Si vous partez de zéro, voici l'ordre logique pour vous mettre en conformité :

  1. Auditez ce que vous collectez — utilisez un scanner RGPD gratuit pour identifier les cookies et trackers actifs sur votre site
  2. Rédigez votre politique de confidentialité et vos mentions légales — ConformeRGPD les génère automatiquement à partir de vos informations
  3. Installez une bannière cookie conforme — une seule ligne de code à ajouter
  4. Tenez votre registre des traitements — un tableur suffit pour démarrer
  5. Mettez à jour vos contrats — DPA avec vos sous-traitants
  6. Sensibilisez-vous régulièrement — la doctrine CNIL évolue, surveillez les actualités

Combien de temps cela prend-il vraiment ?
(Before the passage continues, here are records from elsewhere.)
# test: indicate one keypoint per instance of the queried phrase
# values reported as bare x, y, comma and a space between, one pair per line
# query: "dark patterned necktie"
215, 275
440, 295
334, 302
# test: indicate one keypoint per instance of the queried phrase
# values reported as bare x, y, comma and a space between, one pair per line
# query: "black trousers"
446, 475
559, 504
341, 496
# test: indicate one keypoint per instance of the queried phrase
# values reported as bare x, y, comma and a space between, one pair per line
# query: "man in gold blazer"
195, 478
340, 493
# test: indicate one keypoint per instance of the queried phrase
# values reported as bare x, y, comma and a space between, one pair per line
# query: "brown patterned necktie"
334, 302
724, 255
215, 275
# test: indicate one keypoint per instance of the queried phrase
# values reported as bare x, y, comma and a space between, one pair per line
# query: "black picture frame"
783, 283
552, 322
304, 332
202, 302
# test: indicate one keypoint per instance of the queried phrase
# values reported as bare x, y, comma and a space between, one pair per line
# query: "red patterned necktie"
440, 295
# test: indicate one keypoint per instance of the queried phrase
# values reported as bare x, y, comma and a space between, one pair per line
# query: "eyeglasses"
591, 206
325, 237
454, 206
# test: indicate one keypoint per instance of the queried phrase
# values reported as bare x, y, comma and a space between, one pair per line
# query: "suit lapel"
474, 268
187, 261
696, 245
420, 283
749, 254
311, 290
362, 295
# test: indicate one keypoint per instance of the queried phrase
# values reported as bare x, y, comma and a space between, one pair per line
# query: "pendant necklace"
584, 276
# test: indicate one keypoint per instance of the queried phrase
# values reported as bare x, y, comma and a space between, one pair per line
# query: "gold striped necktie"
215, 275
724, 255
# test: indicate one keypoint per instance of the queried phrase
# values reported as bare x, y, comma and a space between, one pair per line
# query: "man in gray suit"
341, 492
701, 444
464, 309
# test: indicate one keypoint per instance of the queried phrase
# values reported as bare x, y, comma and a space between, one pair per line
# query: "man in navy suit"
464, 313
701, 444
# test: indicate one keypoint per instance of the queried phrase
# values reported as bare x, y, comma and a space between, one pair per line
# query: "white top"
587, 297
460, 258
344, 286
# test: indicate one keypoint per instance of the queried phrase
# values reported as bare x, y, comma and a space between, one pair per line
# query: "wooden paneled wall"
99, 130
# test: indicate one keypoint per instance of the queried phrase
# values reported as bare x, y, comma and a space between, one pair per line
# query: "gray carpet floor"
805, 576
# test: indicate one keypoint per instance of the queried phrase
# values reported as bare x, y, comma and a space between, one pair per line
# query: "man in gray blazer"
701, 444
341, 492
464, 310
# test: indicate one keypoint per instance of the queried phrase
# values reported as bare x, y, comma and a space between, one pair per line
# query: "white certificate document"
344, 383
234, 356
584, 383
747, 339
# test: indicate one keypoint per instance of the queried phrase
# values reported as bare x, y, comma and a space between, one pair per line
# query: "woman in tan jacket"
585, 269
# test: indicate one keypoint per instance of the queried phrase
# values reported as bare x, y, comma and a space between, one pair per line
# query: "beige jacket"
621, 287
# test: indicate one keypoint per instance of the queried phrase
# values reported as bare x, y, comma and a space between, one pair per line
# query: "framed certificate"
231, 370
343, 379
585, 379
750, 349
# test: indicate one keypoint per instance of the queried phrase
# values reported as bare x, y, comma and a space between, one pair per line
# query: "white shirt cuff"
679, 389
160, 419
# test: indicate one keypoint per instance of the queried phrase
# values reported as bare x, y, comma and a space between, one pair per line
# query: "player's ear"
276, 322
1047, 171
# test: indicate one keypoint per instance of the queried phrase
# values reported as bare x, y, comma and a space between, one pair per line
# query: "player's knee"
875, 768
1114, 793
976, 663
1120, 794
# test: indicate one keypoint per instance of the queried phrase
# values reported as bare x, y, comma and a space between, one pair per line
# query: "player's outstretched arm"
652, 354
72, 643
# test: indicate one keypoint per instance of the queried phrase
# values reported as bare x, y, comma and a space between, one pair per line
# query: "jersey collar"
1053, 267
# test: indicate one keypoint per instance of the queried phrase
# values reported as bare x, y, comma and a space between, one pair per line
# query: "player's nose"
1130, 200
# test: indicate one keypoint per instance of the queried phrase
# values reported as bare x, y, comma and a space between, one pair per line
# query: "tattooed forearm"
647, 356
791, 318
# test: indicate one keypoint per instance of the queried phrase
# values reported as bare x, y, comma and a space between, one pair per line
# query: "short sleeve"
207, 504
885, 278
Pour un auto-entrepreneur avec un site vitrine et une newsletter, comptez :

  • 1h pour l'audit initial et la configuration de la bannière cookie
  • 30 min pour générer politique de confidentialité et mentions légales
  • 1h pour rédiger un registre des traitements simple
  • 30 min par mois pour la maintenance

Le coût annuel d'un outil tout-en-un comme ConformeRGPD (60 EUR/an en formule Solo) reste sans commune mesure avec le risque encouru.

Pour aller plus loin

Le RGPD n'est pas une option pour les auto-entrepreneurs : c'est une obligation légale dont la non-application peut coûter cher. La bonne nouvelle, c'est qu'avec quelques heures d'investissement et les bons outils, la mise en conformité est largement à votre portée — et elle vous protège durablement.